In addition to the investigation of developmental trajectories, in which cultural variation in modes of attention emerge, another line of research explores how children learn such culturally dominant modes of attention through interaction with their parents: how parents transmit cultural skills or knowledge to their children, and how children internalize such skills and knowledge. Some theoretical discourses explain human nature from an evolutionary perspective, proposing that humans accumulate cultural knowledge by transmitting it from one generation to the next, by sharing it, modifying it, and adding new knowledge to the accumulated cultural knowledge (e.g., Mesoudi 2011; Richerson and Boyd 2005; Tomasello 1999, 2009). Other theoretical discourses argue for the influence of a socio-cultural environment on an individual’s cultural learning through interactions with others (e.g., Cole 1998; Duranti et al. 2011; Gauvain 2001; Rogoff 2003; Vygotsky 1978; Wood et al. 1976). We hold the cultural co-evolution perspective, which affirms both discourses and highlights their interconnections. Together, they address the importance of the parental role in conveying culturally important meaning systems, practices, habits, and associated psychological processes for children to survive in a given cultural milieu.

Based on these theoretical discourses, empirical studies in developmental science have investigated how culture shapes parental behavior and how children learn culturally dominant skills and knowledge through interaction with their parents (e.g., Bornstein et al. 1992; Caudill and Weinstein 1969; Fernald and Morikawa 1993; Ishii et al. 2014; Senzaki et al. 2016; Wang 2001; Wang et al. 2000).

For example, Senzaki et al. (2016) found that when comparing two age groups of children (aged 4–6 and 7–9) and parents in Canada and Japan, parents assisted their children to attend to a task in a culturally unique way, using either object-oriented or context-sensitive attention. When children engaged in a visual description task alone, they did not show clear cultural modes of attention: both cultural groups showed object-oriented attention by mainly describing focal objects in the scene. However, when parents joined the task with their children, the children in the older-age group tended to demonstrate cultural modes of attention similar to their parents. That is, with parental support, Canadian children aged 7–9 consistently showed object-oriented attention, whereas Japanese children aged 7–9 described focal objects as well as contexts. However, those in the younger age group did not show such a tendency. Thus, this parent–child interaction could be effective only when children reach a certain level of cognitive and language ability, fostering children’s emerging cultural modes of attention.

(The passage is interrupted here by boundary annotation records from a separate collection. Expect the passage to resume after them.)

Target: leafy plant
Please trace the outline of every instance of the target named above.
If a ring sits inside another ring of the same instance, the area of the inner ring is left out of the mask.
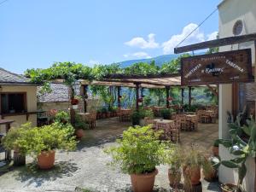
[[[76,130],[79,130],[79,129],[82,129],[82,130],[89,129],[88,124],[79,115],[75,115],[75,123],[74,123],[73,126],[74,126],[74,128]]]
[[[130,127],[117,140],[118,146],[105,152],[112,156],[113,166],[119,166],[124,173],[142,174],[152,172],[164,162],[166,145],[159,140],[160,133],[150,126]]]
[[[58,123],[67,123],[70,122],[70,116],[69,114],[65,111],[60,111],[58,112],[55,116],[55,121]]]
[[[237,187],[241,190],[241,184],[247,173],[246,161],[247,159],[256,157],[256,123],[251,119],[247,119],[246,125],[241,125],[241,117],[243,113],[238,113],[236,119],[231,116],[230,118],[230,139],[218,139],[216,143],[222,144],[229,149],[230,154],[235,155],[235,158],[230,160],[221,160],[216,166],[223,165],[229,168],[238,169]],[[249,137],[248,143],[244,142],[240,137],[243,134]]]
[[[32,127],[31,124],[26,124],[20,129],[12,130],[7,134],[3,139],[5,148],[17,148],[22,154],[38,155],[42,151],[72,150],[76,147],[74,130],[70,124],[54,123],[43,127]]]
[[[172,110],[170,109],[170,108],[164,108],[162,110],[160,110],[161,117],[164,119],[171,119],[171,115],[172,115]]]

These studies converge to suggest that during parent–child interaction, parents transmit culturally important skills and knowledge to their children, such as how to attend to and explain social events.

Overview of the present study

Extending from the aforementioned studies, we aimed to elucidate the relationships among culture, child development, and perception of facial expressions. However, to date, little research has discussed this issue in terms of whether parents indeed show culturally dominant attention styles when interacting with their children in an emotion judgment task (Masuda et al. 2017b). To answer this question, we conducted an experiment to examine both children’s behaviors on their own, and parents’ behaviors in front of their children.

We recruited 42 parent and child dyads at age 7–8 (N = 84) in Canada and in Japan. Consistent with previous findings by Masuda et al. (2017b) and Senzaki et al. (2016), we expected that 7–8-year-old children in both cultures would not show clear cultural variations in their attention styles. Parents, however, would still display such culturally dominant modes of attention when engaging in the task with their 7–8-year-old children as a parental guide. More specifically, we expected that Japanese parents would be more likely than Canadian parents to take into account the background figures’ facial expressions when judging the center figure’s emotion by referring to the background figures more frequently.



Twenty-two Canadian children (14 girls and 8 boys, mean age = 7.68, SD = .48) and 20 Japanese children (12 girls and 8 boys, mean age = 7.70, SD = .47) and their parents participated in the study. Parents in both cultures reported their child’s demographic information in a questionnaire. There was no significant difference in children’s mean age across two cultures, F < 1, ns. Canadian data was collected either in a small room at a sports or daycare facility, or a laboratory at the University of Alberta. All Canadian participants spoke English as their first language. One child participant was born in Vietnam, and the rest were born in Canada; however, all child participants were raised in Canada. Sixteen children were identified as European Canadians/Caucasian, one was identified as Arabic Canadian and Caucasian, one as European Canadian and Latina, one as First Nations and Caucasian, and one as Asian/Pacific Islander. Two children’s ethnic identity was unspecified. After the session, they received a $25 gift card for a toy store, a bookstore, or a sports shop as an honorarium for their participation. A comparable sample of Japanese data was collected at a laboratory at Saitama University and a laboratory at Kyoto University. All Japanese participants were born and raised in Japan, and spoke Japanese as their first language. They each received a 1000 Japanese Yen ($9) gift card for bookstores as the honorarium for their participation. All Canadian and Japanese children were accompanied by their parents. The parents from both cultures joined in the last half of the session after their children finished the initial session alone. Parents’ age, religion, and income information were not collected, but we asked parents to report their highest level of education completed. There was no difference in parental education level across cultures (mother’s education, F (1, 39) = 2.39, p = .13; father’s education, F < 1, ns).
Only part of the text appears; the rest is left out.